I was wrong. I recently watched on youtube an account of Hudson’s last months. While in Paris to receive treatment, he was staying at the Ritz-Carlton, gaunt and bed-ridden. Nobody wanted to hug him. Nobody wanted to touch him. To those who came into contact with him, if only by their mere presence of standing a few feet away, he was the loneliest person they had ever seen. What a colossal fall for a man formerly glorified as a specimen of masculine superiority. Such an elevated status is a set-up for rejection. We are all mortal. We all grow old. We all succumb to ailments. The more idealized we are, the harsher the world can be as our humanness betrays itself through every personal setback.
Farrah Fawcett comes to mind. (http://www.rafsy.com/actors-models-directors/farrah-fawcett-the-kiss-of-providence/) In her middle age, psychotic episodes such as vandalism of a lover’s property and incoherency on “The David Letterman Show” turned her into a stooge. Then news broke out that she was dying. Luckily for Fawcett, the virus that claimed her life did not denigrate her as a reprobate. We kept vigil. We hoped and we prayed. So did she. Ultimately, the bravery with which Farrah Fawcett faced cancer earned her something denied Rock Hudson – our respect.
As much as we’d like to believe in progress, times have not entirely changed. Despite the internet exposure to customs and lifestyles different from our own, allowing for an increased acceptance of openly gay actors such as Matt Bomer and Wentworth Miller, a code of silence continues to muzzle big budget performers whose careers are cemented in a macho image. Number one would be Tom Cruise. (http://www.rafsy.com/actors-models-directors/tom-cruise-the-art-of-survival/) Speculation has hounded him for decades so that every one of my friends is convinced that he’s gay. “He should just admit it,” a co-worker at San Francisco AIDS Foundation said, “Nowadays it doesn’t matter.”
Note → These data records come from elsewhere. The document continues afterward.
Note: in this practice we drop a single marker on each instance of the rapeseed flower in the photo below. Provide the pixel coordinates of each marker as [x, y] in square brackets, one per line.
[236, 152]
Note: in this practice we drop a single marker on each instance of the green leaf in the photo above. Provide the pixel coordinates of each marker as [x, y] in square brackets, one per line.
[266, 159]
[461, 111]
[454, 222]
Oh, but it does. Bare in mind that Cruise’s films do not screen in politically correct San Francisco alone, but also in the Deep South and the Midwest, in Russia and China… in places across the globe where homosexuality remains a perversion, and in some countries, a crime. Should it make headlines that Cruise prefers brawn to breasts, then ticket sales will plummet, movie studios will lose money, and Cruise will be jobless. No homophobe wants to see one derided as a pansy kissing a beautiful woman and touting a gun as he embarks on hair-raising exploits to save the world. Viewers would consider Tom Cruise both a fraud and an affront to manhood. Never mind that acting is all about… well… acting. When it comes to cinema icons, the line between fact and fiction is non-existent.
And so the tragedy that is Rock Hudson. He died at 59. For all his capacity to make men laugh and women fall in love, the press summed up his legacy in a single acronym: AIDS. That was enough for a once adoring public to turn its back on him.